This shows no real relationship between Age and Hours-Per-Week. Even intuitively we were not expecting any specific trend so this is good. In other cases, you might figure out interesting trends which can be exploited.

train[train.Age > 40]['Income.Group'].mean()

0.3535669121475861

Let's see how income classification changes solely based on age

ages = []
high_income_proportion = []
for age in range(17,91,3):
    ages.append(age)
    high_income_proportion.append(train[train.Age > age]['Income.Group'].mean())

plt.plot(ages, high_income_proportion)
plt.title('Proportion of people earning above $50K, given age')

<matplotlib.text.Text at 0x7f5d648055d0>

train.boxplot(column='Hours.Per.Week', by= 'Sex')

<matplotlib.axes._subplots.AxesSubplot at 0x7f5d65892810>

test.boxplot(column='Hours.Per.Week', by= 'Sex')
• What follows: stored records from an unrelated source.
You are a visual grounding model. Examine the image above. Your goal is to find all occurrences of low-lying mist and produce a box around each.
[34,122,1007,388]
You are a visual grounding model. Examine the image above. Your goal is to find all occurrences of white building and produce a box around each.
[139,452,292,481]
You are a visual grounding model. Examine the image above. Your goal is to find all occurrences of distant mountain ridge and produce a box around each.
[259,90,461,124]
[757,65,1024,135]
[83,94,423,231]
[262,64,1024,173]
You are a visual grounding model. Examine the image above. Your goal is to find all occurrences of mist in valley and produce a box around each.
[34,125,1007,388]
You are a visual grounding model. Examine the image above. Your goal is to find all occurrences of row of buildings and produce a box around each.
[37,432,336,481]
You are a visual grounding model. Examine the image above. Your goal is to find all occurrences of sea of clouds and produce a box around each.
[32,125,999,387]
<matplotlib.axes._subplots.AxesSubplot at 0x7f5d64a1dc10>

train.boxplot(column = 'Age', by = 'Income.Group')

<matplotlib.axes._subplots.AxesSubplot at 0x7f5d6491fd90>

What is the percentage of males which have income <= 50K ?

1 - train[train.Sex == 1]['Income.Group'].mean()

0.6942634235888022

Predictive Modelling

Model I - Decision Tree Classifier

from sklearn.tree import DecisionTreeClassifier

# define the predictors

dependent_variable = 'Income.Group'
independent_variable = [x for x in train.columns if x not in ['ID', dependent_variable]]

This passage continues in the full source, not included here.